Holly works on a Hothead torch, with just propane and no oxygen. I stuck to my oxy-propane torch, but I may dig out my old Hothead just to give it a try. It's clear that the stringer work would be much easier on the cooler, slower torch.

Even so, I learned a lot about fine detail work, especially raking, that I know I will use in the future. These two drop-shaped beads found me struggling with popping stringer and cracked beads, a sure sign of no torch time recently. I had the fun experience of finally getting the stringer to go on nicely on the pink bead, only to have an intact ring of it pop off, hanging on the mandrel between my hand and the bead. A few minutes of trying to get the almost-but-not-quite round ring aligned properly on the bead to melt it in place left me accepting less than perfect placement. Just when things start going better, different issues arise!

This enamel bead looked seriously ugly in the flame, but better once cooled:

The bird bead was my favorite, although I went too far with the dots. It was quite exciting to realize that I really might be able to draw in more detail with glass. I can't wait for an opportunity to hop on the torch and give this another try.

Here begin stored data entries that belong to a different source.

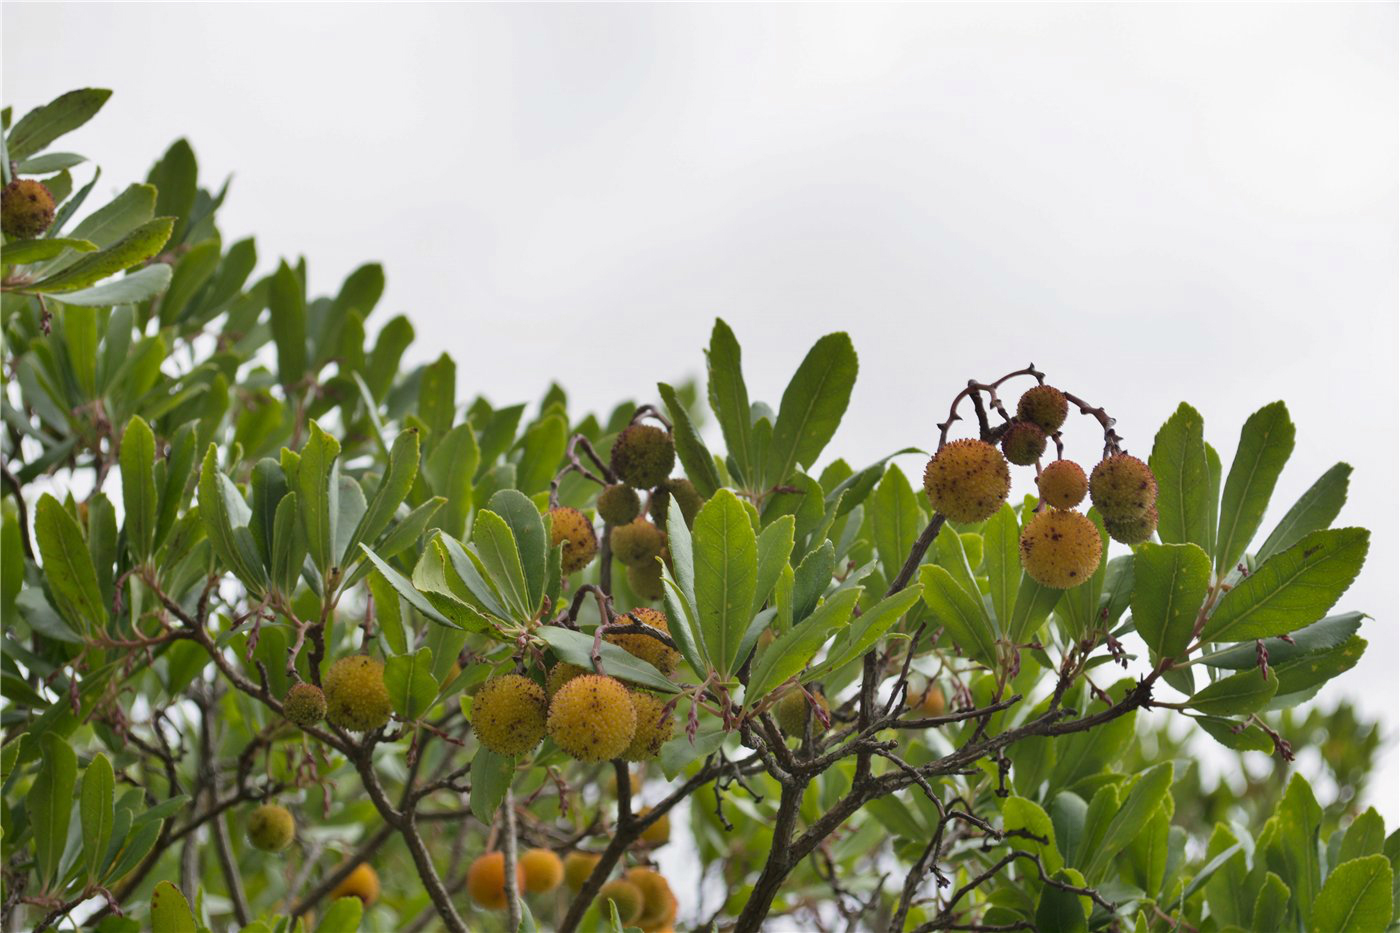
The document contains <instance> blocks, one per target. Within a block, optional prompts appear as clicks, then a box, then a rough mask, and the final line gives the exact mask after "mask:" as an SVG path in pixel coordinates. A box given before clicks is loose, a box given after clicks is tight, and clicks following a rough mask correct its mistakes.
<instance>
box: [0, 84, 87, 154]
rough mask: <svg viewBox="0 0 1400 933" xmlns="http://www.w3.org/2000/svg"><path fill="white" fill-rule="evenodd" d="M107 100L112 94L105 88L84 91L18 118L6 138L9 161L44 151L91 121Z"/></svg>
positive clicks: (38, 106) (50, 102) (43, 107)
mask: <svg viewBox="0 0 1400 933" xmlns="http://www.w3.org/2000/svg"><path fill="white" fill-rule="evenodd" d="M109 97H112V92H111V91H108V90H105V88H97V87H85V88H81V90H77V91H69V92H67V94H62V95H59V97H56V98H55V99H52V101H49V102H48V104H45V105H43V106H36V108H34V109H32V111H29V112H28V113H25V115H24V116H21V118H20V120H18V122H17V123H15V125H14V127H13V129H11V130H10V134H8V136H7V137H6V147H7V148H8V150H10V155H8V157H10V158H11V160H15V161H18V160H22V158H25V157H28V155H32V154H35V153H38V151H41V150H43V148H45V147H46V146H48V144H49V143H52V141H53V140H56V139H59V137H60V136H63V134H64V133H71V132H73V130H76V129H77V127H80V126H83V125H84V123H87V122H88V120H90V119H92V116H94V115H95V113H97V112H98V111H99V109H102V105H104V104H106V98H109Z"/></svg>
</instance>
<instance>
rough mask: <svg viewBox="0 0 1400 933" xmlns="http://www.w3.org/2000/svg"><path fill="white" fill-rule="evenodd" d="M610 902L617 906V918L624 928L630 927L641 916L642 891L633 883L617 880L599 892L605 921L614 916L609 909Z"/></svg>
mask: <svg viewBox="0 0 1400 933" xmlns="http://www.w3.org/2000/svg"><path fill="white" fill-rule="evenodd" d="M609 901H612V902H613V904H616V905H617V916H619V919H622V925H623V926H629V925H630V923H631V922H633V920H636V919H637V918H638V916H640V915H641V891H638V890H637V885H636V884H633V883H631V881H623V880H622V878H617V880H616V881H609V883H608V884H605V885H603V887H602V888H599V890H598V905H599V911H601V912H602V915H603V919H605V920H606V919H608V918H610V916H612V912H610V911H609V909H608V902H609Z"/></svg>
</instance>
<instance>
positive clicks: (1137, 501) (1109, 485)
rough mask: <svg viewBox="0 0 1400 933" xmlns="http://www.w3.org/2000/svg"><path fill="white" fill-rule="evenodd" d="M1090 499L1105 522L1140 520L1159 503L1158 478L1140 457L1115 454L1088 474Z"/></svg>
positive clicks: (1103, 461) (1094, 506)
mask: <svg viewBox="0 0 1400 933" xmlns="http://www.w3.org/2000/svg"><path fill="white" fill-rule="evenodd" d="M1089 499H1092V500H1093V507H1095V509H1098V510H1099V514H1100V516H1103V520H1105V521H1128V520H1130V518H1141V517H1142V516H1145V514H1147V510H1148V509H1151V507H1152V506H1155V504H1156V476H1154V475H1152V471H1151V468H1148V465H1147V464H1144V462H1142V461H1141V459H1138V458H1137V457H1128V455H1127V454H1113V455H1112V457H1109V458H1106V459H1102V461H1099V465H1098V466H1095V468H1093V472H1092V474H1089Z"/></svg>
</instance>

Here's the fine scroll bead that I bought from Holly. The bead is only about 1.25" long, so all that stringer line work is really fine. The patinas that Holly gets from long exposure to the low oxygen atmosphere are really beautiful, too.

Although it's apparent I need some practice, practice, practice, I feel I CAN do this if I just invest the time. So now I need to think about how to incorporate this into my own vision.